“Voter ID Laws and the Future of Judicial ‘Softening'”

Bauer:

Moreover, and maybe most important, the experience with softening and its limits will contribute to a record on which more expansive judicial relief can be sought. Softening is an inevitable step for courts reluctant to challenge state prerogatives in structuring their elections, including protecting against fraud, but increasingly alert to the proliferation of new burdens imposed on voters. Judges have to contend with problems like the Supreme Court’s misconceived opinion on ID in Crawford. They are working around the problem, for the moment, with “softening.” But with time and experience, the limits of those measures in alleviating major burdens on voters are coming clearly into review. The developing record of this inadequacy will strengthen the hand of voting rights advocates in pushing the courts—and the law–toward more comprehensive relief.

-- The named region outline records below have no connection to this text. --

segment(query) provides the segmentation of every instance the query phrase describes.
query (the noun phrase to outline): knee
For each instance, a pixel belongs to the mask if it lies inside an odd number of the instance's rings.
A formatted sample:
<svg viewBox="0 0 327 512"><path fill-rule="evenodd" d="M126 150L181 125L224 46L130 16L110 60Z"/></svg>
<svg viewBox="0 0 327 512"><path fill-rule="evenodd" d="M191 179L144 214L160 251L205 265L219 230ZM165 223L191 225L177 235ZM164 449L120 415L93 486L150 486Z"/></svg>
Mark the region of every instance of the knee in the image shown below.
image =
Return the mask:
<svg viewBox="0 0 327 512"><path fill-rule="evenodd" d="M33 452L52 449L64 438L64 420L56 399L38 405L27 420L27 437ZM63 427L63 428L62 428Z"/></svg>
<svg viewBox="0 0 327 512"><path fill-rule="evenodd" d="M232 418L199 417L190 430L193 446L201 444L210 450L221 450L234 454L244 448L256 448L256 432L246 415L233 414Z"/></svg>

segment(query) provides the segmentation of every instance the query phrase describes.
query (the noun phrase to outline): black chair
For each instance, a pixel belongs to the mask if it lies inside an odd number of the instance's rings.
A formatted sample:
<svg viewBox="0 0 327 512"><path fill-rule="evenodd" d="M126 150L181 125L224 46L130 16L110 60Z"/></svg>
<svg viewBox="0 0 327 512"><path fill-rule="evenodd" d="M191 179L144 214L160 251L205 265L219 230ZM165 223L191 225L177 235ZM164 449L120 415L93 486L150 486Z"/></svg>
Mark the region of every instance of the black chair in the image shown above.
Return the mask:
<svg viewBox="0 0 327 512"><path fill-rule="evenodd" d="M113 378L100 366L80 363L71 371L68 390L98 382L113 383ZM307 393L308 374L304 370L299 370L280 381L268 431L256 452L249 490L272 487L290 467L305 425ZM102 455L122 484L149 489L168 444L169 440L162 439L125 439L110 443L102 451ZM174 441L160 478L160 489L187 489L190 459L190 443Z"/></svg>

Courts moving in this direction will have the benefit of fresh thinking about state-imposed voting burdens, such as Sam Issacharoff’s “emerging rule of reason” and a“balancing test” proposed to similar effect by Rick Hasen. Each of them calls for dispensing with a complex and largely futile inquiry into motive and asking fundamental questions abut the adequacy of a State’s justification for burdening voting rights. The experience of recent years suggests that these justifications have been weak, and the lessons learned from contemporary voting rights struggles will eventually lead the courts to attack these restrictions more frontally and decisively, not just at the margins and only “softly.”